There are two main types of prepaid tuition plans:
- Prepaid Units:
 Plans sell units that are equivalent to a definite percentage of tuition. Usually, one unit equals 1% of a year’s tuition. Everyone pays the same price for the units and the price is on a continuous increase every year. Parents can buy as many units as they desire.
- Contracts:
Plans sell contracts where parents agree to buy certain number years of tuition. The child’s age and the payment type (lump sum or installment) determine the purchase price. The buying price is lower for younger children because the state would have more time to invest the money.
It is important to keep in mind that plans differ among different states. The plans do not guarantee any child’s admission into colleges. Parents should consider the negative effect on the child’s eligibility for need-based financial aid applications (prepaid tuition plans are considered as the child’s asset under financial aid analysis).
Tip: If the prepaid tuition plan did not have a bad effect on need-based financial aid, a good strategy is to obtain a prepaid tuition plan along with other college saving investments. Before involving in a prepaid tuition plan, parents should diligently evaluate the plan and other investment options.
More risk-loving parents should consider to do better investments on their own.
Advantages:
- Allows families to secure future in-state public college tuition at present prices.
- If a family buys shares that are worth six months (half year), then the shares would always be worth half a year of tuition, regardless of the time.
- Provides a better investment return than bank savings accounts and certificates of deposit. No principal risk and are guaranteed by the credit of the state.
- Do not need to pay federal and most often state and local income tax for the plans.
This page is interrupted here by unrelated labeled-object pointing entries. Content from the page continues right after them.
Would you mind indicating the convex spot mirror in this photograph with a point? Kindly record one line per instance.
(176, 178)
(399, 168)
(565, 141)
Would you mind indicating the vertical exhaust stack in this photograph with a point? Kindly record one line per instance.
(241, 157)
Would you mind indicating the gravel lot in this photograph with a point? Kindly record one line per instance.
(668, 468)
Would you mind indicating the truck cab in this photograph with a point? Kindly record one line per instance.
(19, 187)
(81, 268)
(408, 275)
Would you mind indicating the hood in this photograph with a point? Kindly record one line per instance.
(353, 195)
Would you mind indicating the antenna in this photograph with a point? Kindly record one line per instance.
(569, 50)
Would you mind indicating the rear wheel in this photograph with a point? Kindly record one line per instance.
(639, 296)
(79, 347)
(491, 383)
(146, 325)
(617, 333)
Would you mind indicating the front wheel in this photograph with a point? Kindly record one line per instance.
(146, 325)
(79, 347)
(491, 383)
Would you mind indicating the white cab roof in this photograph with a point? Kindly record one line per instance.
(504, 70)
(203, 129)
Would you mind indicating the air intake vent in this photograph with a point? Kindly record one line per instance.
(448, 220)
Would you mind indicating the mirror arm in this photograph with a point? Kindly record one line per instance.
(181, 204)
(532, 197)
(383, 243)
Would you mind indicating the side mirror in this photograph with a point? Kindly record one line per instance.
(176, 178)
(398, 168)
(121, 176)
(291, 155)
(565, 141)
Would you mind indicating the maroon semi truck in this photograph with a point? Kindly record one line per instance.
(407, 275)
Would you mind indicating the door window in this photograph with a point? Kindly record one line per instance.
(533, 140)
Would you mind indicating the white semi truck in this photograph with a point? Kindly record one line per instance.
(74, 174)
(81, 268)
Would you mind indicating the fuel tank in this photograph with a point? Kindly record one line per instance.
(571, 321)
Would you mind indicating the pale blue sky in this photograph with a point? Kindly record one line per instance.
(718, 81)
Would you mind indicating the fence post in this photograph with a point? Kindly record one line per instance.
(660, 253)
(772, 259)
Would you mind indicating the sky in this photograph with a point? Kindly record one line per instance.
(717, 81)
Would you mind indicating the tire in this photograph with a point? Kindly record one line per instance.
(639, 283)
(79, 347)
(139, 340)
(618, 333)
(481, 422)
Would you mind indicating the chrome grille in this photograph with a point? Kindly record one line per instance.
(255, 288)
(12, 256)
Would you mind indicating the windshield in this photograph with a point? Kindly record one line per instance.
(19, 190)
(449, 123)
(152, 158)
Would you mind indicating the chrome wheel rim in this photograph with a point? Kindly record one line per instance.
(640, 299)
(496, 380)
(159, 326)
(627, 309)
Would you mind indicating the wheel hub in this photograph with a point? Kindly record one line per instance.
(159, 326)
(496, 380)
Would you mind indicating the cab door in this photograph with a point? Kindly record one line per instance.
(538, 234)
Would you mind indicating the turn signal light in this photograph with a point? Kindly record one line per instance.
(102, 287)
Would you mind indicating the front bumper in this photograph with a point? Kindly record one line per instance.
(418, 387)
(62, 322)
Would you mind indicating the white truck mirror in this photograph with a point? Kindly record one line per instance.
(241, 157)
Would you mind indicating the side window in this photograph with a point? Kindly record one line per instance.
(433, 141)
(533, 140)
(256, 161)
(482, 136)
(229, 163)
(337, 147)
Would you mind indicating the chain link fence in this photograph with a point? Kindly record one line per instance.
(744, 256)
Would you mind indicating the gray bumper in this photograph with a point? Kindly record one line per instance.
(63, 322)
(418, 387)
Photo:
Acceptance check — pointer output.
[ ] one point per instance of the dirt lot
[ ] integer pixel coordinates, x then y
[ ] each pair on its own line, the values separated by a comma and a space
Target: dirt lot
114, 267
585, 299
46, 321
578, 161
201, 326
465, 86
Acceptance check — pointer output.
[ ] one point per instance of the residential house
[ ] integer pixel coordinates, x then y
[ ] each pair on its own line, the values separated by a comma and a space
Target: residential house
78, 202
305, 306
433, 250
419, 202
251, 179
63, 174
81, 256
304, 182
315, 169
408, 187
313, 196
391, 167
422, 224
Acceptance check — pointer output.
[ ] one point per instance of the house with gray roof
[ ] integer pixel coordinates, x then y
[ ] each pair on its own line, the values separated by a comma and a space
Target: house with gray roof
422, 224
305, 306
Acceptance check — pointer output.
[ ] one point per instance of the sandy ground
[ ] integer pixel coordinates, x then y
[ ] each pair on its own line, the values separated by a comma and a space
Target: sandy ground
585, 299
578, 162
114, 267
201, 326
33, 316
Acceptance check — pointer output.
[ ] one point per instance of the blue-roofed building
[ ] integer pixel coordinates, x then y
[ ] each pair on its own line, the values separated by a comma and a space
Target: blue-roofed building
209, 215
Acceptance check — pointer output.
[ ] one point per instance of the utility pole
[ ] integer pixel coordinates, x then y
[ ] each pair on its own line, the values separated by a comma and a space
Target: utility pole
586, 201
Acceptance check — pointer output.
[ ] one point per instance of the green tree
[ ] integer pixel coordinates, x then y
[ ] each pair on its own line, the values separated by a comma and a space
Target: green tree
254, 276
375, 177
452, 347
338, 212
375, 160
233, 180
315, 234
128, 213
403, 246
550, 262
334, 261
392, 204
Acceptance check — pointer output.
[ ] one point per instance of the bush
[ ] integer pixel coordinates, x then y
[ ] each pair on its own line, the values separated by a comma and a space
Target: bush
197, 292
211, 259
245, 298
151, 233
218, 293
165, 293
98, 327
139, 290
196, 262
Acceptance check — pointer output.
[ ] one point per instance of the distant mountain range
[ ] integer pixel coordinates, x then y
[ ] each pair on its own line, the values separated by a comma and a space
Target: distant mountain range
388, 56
Some states provide a full or fractional tax deduction for donations to the state’s plan.
- Anyone can invest in a prepaid tuition plan, including grandparents and family friends.
- Avoids economic downturns. In a recession with rising public college tuition, prepaid tuition plans would increase as opposed to the reduction of other investments.
- Stimulates parents to save for their children’s education and brings peace among them.
- Extremely beneficial to middle-income and upper-income families who are not eligible for need-based financial aid.